Ganaxolone, our lead clinical stage drug candidate, brings a new GABAA receptor modulating mechanism and an extensive safety database with exhibited antiepileptic (anti-seizure), anxiolytic (anti-anxiety), and anti-depressive activity.
Our goal is to maximize the value of ganaxolone as a first-in-class innovative neuropsychiatric therapy with a portfolio of diversified indications to treat drug-resistant seizures and neuropsychiatric disorders.
While allopregnanolone’s GABAA modulatory activity is well documented, allopregnanolone has the potential to convert back to its metabolic precursor, progesterone, which could lead to hormonal side effects. Ganaxolone has been designed with an added methyl group that prevents back conversion to an active steroid, which unlocks ganaxolone’s potential for chronic use. In preclinical studies, ganaxolone exhibited potency and efficacy comparable to allopregnanolone.

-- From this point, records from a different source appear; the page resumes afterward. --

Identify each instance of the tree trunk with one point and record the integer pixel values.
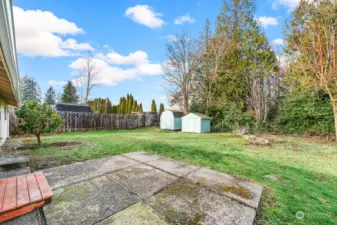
(185, 103)
(334, 107)
(38, 139)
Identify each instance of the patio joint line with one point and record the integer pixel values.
(90, 178)
(142, 200)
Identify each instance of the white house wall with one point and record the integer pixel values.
(4, 122)
(191, 124)
(166, 121)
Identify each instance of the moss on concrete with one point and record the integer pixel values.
(137, 214)
(239, 191)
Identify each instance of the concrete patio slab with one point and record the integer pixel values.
(186, 203)
(137, 214)
(174, 167)
(32, 218)
(142, 156)
(111, 164)
(142, 179)
(246, 192)
(142, 188)
(87, 202)
(68, 174)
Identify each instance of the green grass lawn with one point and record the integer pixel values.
(306, 168)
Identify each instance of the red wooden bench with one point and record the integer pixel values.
(23, 194)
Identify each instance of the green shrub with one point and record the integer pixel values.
(306, 113)
(37, 119)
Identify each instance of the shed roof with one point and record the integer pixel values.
(202, 116)
(176, 113)
(67, 107)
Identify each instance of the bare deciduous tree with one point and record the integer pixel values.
(184, 56)
(312, 46)
(86, 81)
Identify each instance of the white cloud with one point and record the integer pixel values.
(38, 33)
(145, 15)
(72, 44)
(56, 83)
(184, 19)
(163, 98)
(138, 57)
(278, 41)
(290, 4)
(266, 21)
(170, 37)
(111, 74)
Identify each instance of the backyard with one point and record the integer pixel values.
(298, 174)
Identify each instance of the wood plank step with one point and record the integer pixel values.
(13, 162)
(22, 194)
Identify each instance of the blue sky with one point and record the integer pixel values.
(127, 38)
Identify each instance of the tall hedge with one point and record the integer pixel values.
(305, 113)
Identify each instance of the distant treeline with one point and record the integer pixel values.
(127, 105)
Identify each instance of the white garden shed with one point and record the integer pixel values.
(196, 123)
(171, 120)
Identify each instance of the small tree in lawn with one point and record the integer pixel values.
(69, 94)
(50, 97)
(37, 119)
(140, 108)
(153, 106)
(161, 107)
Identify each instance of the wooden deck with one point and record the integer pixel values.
(22, 194)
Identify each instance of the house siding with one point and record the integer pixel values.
(4, 122)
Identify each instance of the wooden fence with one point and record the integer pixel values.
(75, 121)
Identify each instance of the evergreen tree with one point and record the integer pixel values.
(153, 106)
(69, 94)
(29, 89)
(50, 96)
(161, 107)
(232, 25)
(134, 106)
(140, 108)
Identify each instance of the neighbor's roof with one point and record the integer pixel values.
(66, 107)
(202, 116)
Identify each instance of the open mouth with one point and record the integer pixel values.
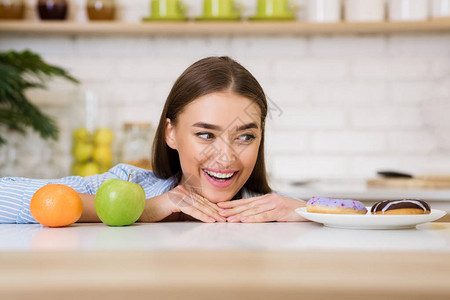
(221, 177)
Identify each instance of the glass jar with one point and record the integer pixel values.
(101, 10)
(12, 9)
(52, 9)
(136, 144)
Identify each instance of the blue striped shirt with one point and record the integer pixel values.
(16, 192)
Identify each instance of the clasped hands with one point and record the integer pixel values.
(265, 208)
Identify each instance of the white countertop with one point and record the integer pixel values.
(305, 236)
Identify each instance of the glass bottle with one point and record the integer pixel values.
(52, 9)
(101, 10)
(12, 9)
(136, 144)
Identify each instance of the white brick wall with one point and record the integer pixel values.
(342, 105)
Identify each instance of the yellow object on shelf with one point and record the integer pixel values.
(92, 152)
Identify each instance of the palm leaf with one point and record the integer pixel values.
(20, 71)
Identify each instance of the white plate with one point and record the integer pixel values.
(369, 221)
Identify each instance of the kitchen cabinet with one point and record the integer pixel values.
(240, 28)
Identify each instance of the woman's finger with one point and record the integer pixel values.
(196, 213)
(202, 204)
(186, 197)
(266, 216)
(239, 209)
(235, 203)
(258, 209)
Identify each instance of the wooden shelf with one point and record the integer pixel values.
(192, 28)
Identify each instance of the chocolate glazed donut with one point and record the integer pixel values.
(400, 207)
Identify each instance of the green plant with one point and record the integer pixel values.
(20, 71)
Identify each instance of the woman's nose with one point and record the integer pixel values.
(227, 155)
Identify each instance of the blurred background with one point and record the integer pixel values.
(342, 105)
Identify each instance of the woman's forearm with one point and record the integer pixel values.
(158, 209)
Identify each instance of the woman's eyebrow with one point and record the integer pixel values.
(218, 128)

GABA (gamma-aminobutyric acid) is the chief inhibitory neurotransmitter in the brain. One of the subclasses of receptors that respond to GABA is the GABAA receptor. When activated, these receptors selectively conduct chloride ions through a pore that results in the inhibitory effect of hyperpolarization of the neuron. Synaptic GABAA receptors respond quickly to inhibit neurotransmission, while extrasynaptic GABAA receptors provide ambient tonic inhibition.
Both ganaxolone and allopregnanolone bind to GABAA at the synaptic and extrasynaptic binding sites. Activity with extrasynaptic GABAA receptors is of particular importance for treating patients who developed tolerance to benzodiazepines and barbiturates. Ganaxolone binds to the GABAA receptors, which opens the pore to allow chloride ions to move into the postsynaptic neuron, leading to the inhibition of neurotransmission.